On September 30, 2019, Judge Loretta A. Preska of the United States District Court for the Southern District of New York dismissed federal securities claims brought against a Japanese investment advisor and asset manager (the “Company”), its parent, and its former CEO. Alfandary, et al. v. Nikko Asset Management, et al., 17-cv-05137 (S.D.N.Y. Sept. 30, 2019). Plaintiffs, former senior executives of the Company or one of its subsidiaries, alleged that defendants engaged in a scheme to devalue plaintiffs’ stock acquisition rights (“SARs”) and to force them to sell their SARs back to the Company at the artificially deflated price, in violation of section 10(b) of the Securities Exchange Act of 1934 (the “Exchange Act”) and Rule 10b-5 promulgated thereunder. The Court dismissed the Exchange Act claims finding that most plaintiffs failed to sufficiently allege a sale, and that all plaintiffs failed to allege reliance or loss causation.
Plaintiffs’ claims were brought in connection with SARs granted under 2009 and 2011 employee stock option plans, which plaintiffs received while employed by the Company or one of its subsidiaries. Under the terms of both plans, if the Company did not implement an IPO by a designated date, participants had the option, but not the obligation, to sell their vested SARs back to the Company at fair market value (determined by opinions from three independent evaluators). Further, participants who left the Company without exercising their SARs—as plaintiffs did here—could retain their vested options and had up to three months after an IPO to exercise their SARs, provided that the Company could force them to sell their SARs back to the Company within that period. Plaintiffs allege that defendants engaged in a scheme to devalue plaintiffs’ vested SARs by “obtain[ing] artificially low valuations” and then, even though no IPO had taken place, extinguishing the SARs of those former employees who refused to sell their SARs back to the Company in response to the allegedly fraudulent purchase offers.
The Court dismissed plaintiffs’ Exchange Act claims. The Court observed that all but one plaintiff failed to allege that they sold their SARs upon receiving the purchase offers; instead, the Court found that they alleged that they “refused [the Company’s] offer to buy the SARs,” because they believed the valuation was false.

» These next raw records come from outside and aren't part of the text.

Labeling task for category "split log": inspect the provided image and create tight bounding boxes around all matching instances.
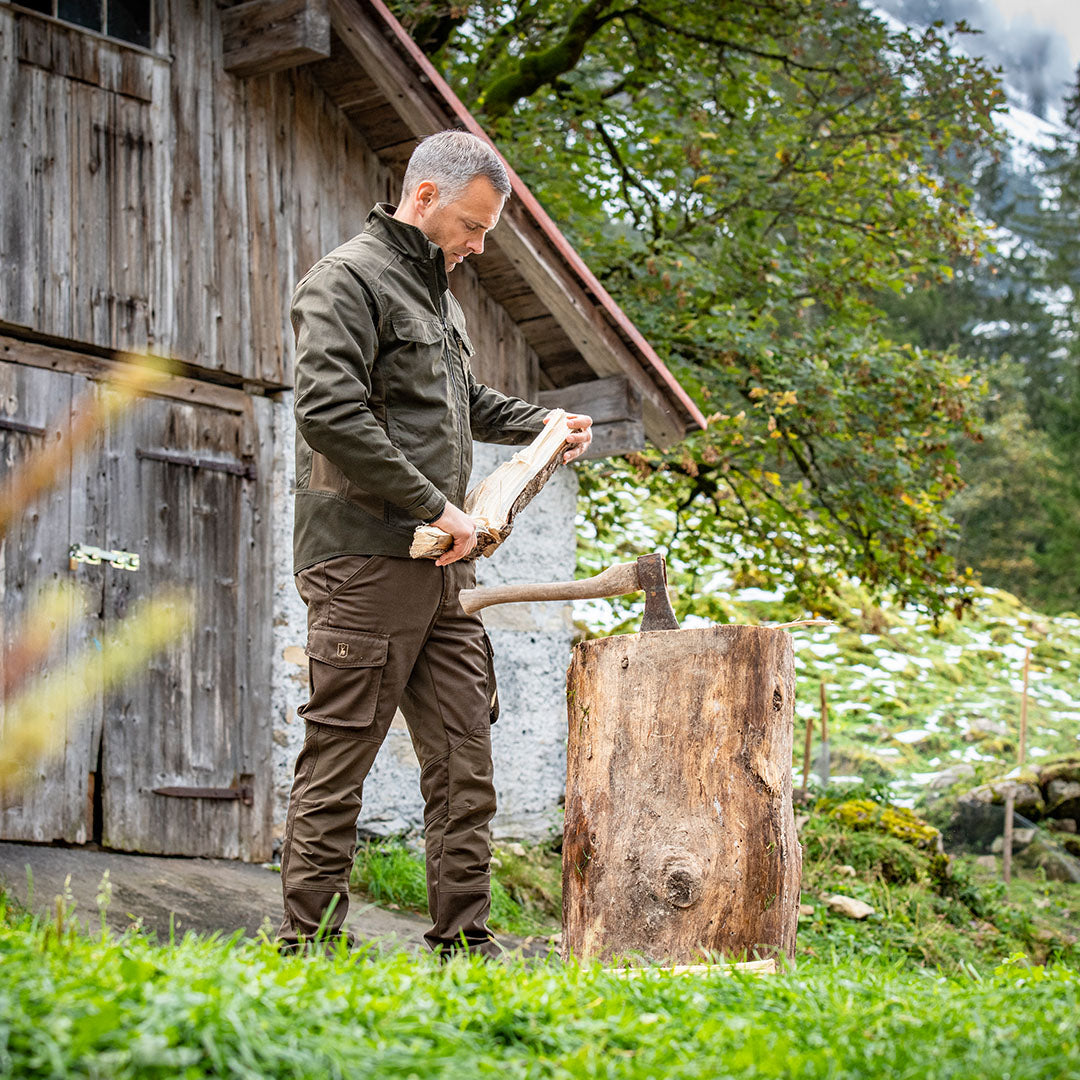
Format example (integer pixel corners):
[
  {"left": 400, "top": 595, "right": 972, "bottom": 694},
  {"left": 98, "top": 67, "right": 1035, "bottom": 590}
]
[
  {"left": 563, "top": 625, "right": 802, "bottom": 965},
  {"left": 410, "top": 410, "right": 572, "bottom": 560}
]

The Court emphasized that plaintiffs failed to allege that they personally relied on the alleged misinformation, alleging only that the “evaluators” relied on defendants’ allegedly misleading information in arriving at the purported artificially low valuation of the Company, which defendants then “communicated” to plaintiffs as a part of the alleged scheme to defraud them. Finding that such allegations failed to sufficiently plead reliance, the Court noted that plaintiffs’ invocation of the Second Circuit’s decision in Vine v. Beneficial Finance Co., 374 F.2d 627 (2d Cir. 1967), may be misguided because Vine may no longer be good law after Virginia Bankshares, Inc. v. Sandberg, 501 U.S. 1083 (1991), and also because Vine is “clearly tied to the context of that case, namely, a short-form merger.” The Court observed that plaintiffs failed to cite additional authority that extended that case’s logic to “analogous circumstances.” In any event, the Court continued, plaintiffs failed to sufficiently allege a connection between their purported harm and defendants’ alleged misrepresentations to adequately plead reliance or causation. The Court noted that “it can hardly be said that any of the [plaintiffs] was ‘tricked’ into parting with” their SARs. Rather, the “essence” of plaintiffs’ claims is whether defendants “breached the terms of the SARs by manipulating the valuation process and forcing a sale of the SARs before an IPO,” a contractual claim which “is not a question suited for resolution under federal securities law.”